Me siento afortunado de haber sido uno de los que vio esta obra maestra en el cine. Lo digo solo porque en visionados posteriores, tanto en dvd como en televisión, no llegué a sentir la misma sensación. Esto es así por la sencilla razón de que el comienzo de Salvar al soldado Ryan es para disfrutar en pantalla grande.
Cuando las próximas generaciones hablen de comienzos de cine y de realismo, hablarán de esta película y del desembarco de Normandía.
No en vano, Spielberg recibió el premio espíritu de Normandía de la legión americana, el galardón al mérito por parte de los oficiales de Estados Unidos del Metropolitan Whasington, así como el mayor trofeo concedido a un civil por parte del departamento del ejercito. Casi nada. Y por si todo esto (unido también a los oscars, globos de oro y otro premios) fuera poco, unele el mayor premio que puede recibir un director al embarcarse en un proyecto de tal magnitud. Y eso no es otra cosa que el reconocimiento de los veteranos de la segunda guerra mundial y protagonistas reales de esos aproximadamente veinte minutos, que a nosotros como espectadores nos impactan de manera brutal.

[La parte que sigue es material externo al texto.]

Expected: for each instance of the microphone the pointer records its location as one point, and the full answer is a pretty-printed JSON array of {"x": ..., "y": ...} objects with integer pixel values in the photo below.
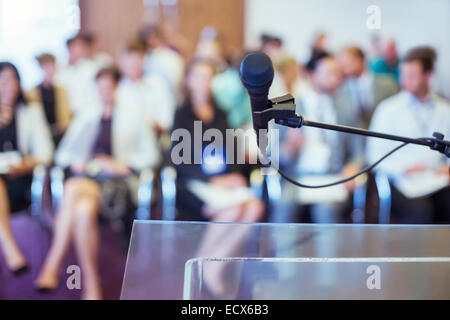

Solo por esto ya merece un diez en todos los apartados. Pero es que encima tiene unas cuantas escenas de acción increíbles, unidas a una historia de guerra y valor de las que quedan marcadas en el que la ve con sangre y completan la experiencia hasta el limite.
Los que vivimos la década de los ochenta y principios de los noventa, conocemos al Tom Hanks de la comedia, ahora interpretando al capitan John H. Miller, conocemos al actor.

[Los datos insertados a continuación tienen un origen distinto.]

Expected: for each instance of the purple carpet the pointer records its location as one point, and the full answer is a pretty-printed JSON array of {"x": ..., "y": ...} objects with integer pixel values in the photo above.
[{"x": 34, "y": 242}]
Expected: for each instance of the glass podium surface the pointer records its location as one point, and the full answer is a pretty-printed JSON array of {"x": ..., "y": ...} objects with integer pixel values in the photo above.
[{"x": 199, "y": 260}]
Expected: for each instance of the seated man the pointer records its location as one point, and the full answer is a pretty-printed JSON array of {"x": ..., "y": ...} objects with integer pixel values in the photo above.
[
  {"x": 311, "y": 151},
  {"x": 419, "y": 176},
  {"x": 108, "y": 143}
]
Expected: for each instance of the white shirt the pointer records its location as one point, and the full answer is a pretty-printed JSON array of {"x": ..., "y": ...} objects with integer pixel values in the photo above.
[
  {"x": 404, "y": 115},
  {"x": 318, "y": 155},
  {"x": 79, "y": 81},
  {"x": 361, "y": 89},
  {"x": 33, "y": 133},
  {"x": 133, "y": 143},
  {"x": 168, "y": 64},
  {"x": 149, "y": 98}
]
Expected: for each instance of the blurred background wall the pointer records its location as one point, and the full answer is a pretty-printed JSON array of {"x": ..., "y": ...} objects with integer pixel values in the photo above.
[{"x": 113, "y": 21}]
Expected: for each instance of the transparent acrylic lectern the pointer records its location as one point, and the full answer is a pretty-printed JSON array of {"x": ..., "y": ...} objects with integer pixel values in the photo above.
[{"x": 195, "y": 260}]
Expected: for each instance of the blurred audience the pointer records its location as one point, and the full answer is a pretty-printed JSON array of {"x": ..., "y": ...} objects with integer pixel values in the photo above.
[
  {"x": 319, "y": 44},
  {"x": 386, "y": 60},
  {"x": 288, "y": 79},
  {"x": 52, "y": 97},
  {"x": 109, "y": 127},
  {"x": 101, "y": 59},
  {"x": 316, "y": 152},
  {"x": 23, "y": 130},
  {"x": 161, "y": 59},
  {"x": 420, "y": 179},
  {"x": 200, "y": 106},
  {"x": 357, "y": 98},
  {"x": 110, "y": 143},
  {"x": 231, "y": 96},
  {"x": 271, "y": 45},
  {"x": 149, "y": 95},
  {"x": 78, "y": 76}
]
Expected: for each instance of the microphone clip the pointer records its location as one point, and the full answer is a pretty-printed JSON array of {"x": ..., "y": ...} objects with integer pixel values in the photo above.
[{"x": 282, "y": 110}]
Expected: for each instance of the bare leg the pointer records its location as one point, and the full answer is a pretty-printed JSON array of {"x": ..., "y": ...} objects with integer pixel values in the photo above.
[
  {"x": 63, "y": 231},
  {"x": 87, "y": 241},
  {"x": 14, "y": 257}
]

Aquí le acompaña el Sargento Horvath, un Tom Sizemore en el personaje de su vida. Cogiendo un poco de tierra de todos los frentes en los que ha luchado. Un personaje humano que completa al de Hanks. Sus conversaciones tienen una carga y una fuerza brutales.
Los jóvenes soldados son una generación de actores que ofrecen aquí su mejor cara. Desde mi apreciado Giovanni Ribisi (Wade el medico), pasando por Adam Goldberg (el judío mellish), Barry Pepper, (Jackson y su oración) Edward Burns (Reiben y su buena estrella), Jeremy Davies (un papel difícil el de Upham), hasta Vin Diesel (Caparzo y su carta). Y claro esta Matt Damon (el soldado Ryan). Todos están perfectos, suena a tópico pero así es.
Pero hay algo que me maravilla de esta película. Spielberg consigue meternos en la piel de esos soldados, hacer que lo vivamos en primera persona.
spoiler:
Cuando veo a Jackson moverse de esa forma entre el fuego de ametralladoras o aniquilar al enemigo despiadadamente, mientras reza eso de bendito el Señor mi roca, que adiestra mis manos para la guerra y mis dedos para la batalla, mi amor y mi baluarte, mi ciudadela y mi libertador, mi escudo, en él me cobijo. Cuando Caparzo pide que manden la carta por el, mientras un francotirador alemán les apunta desde lo alto. Cuando Wade habla sobre como intentaba mantenerse despierto por las noches cuando llegaba su madre. Cuando Reiben se subleva cuestionando la misión y la respuesta del capitán. O cuando uno no puede mas que quedarse paralizado junto a Upham en esas escaleras o maldecirle por no reaccionar. Es entonces cuando descubro que no solo estoy viviéndolo, sino que soy uno mas que lo único que quiere es que, aunque mueran, hagan lo correcto y cumplan la misión. Fubar.
En las películas de Spielberg suele haber algún tipo de mensaje, ya sea sobre el holocausto, sobre los judíos o parecido. A veces es solo una frase y otras toda una película, como en Munich o La lista de Schindler.
En esta he encontrado una escena que me ha hecho darle unas cuantas vueltas buscando el significado.
En ella Mellish esta peleando con un soldado alemán, que finalmente le clava un cuchillo en el pecho, mientras Upham se queda paralizado por el miedo esperando que todo acabe. Para instantes después reaccionar (tarde), matando al otro amiguito alemán que dejaron escapar por el camino.
He llegado a la conclusión de que podría simbolizar a Alemania apuñalando en el corazón a los judíos. ¿Que representa Upham?. Podríamos decir que a nosotros, el resto del mundo. Nos manda un mensaje. Dejamos que ocurriera el holocausto, nos quedamos paralizados por el miedo y finalmente reaccionamos, pero tarde.
El final, emocionante y espectacular.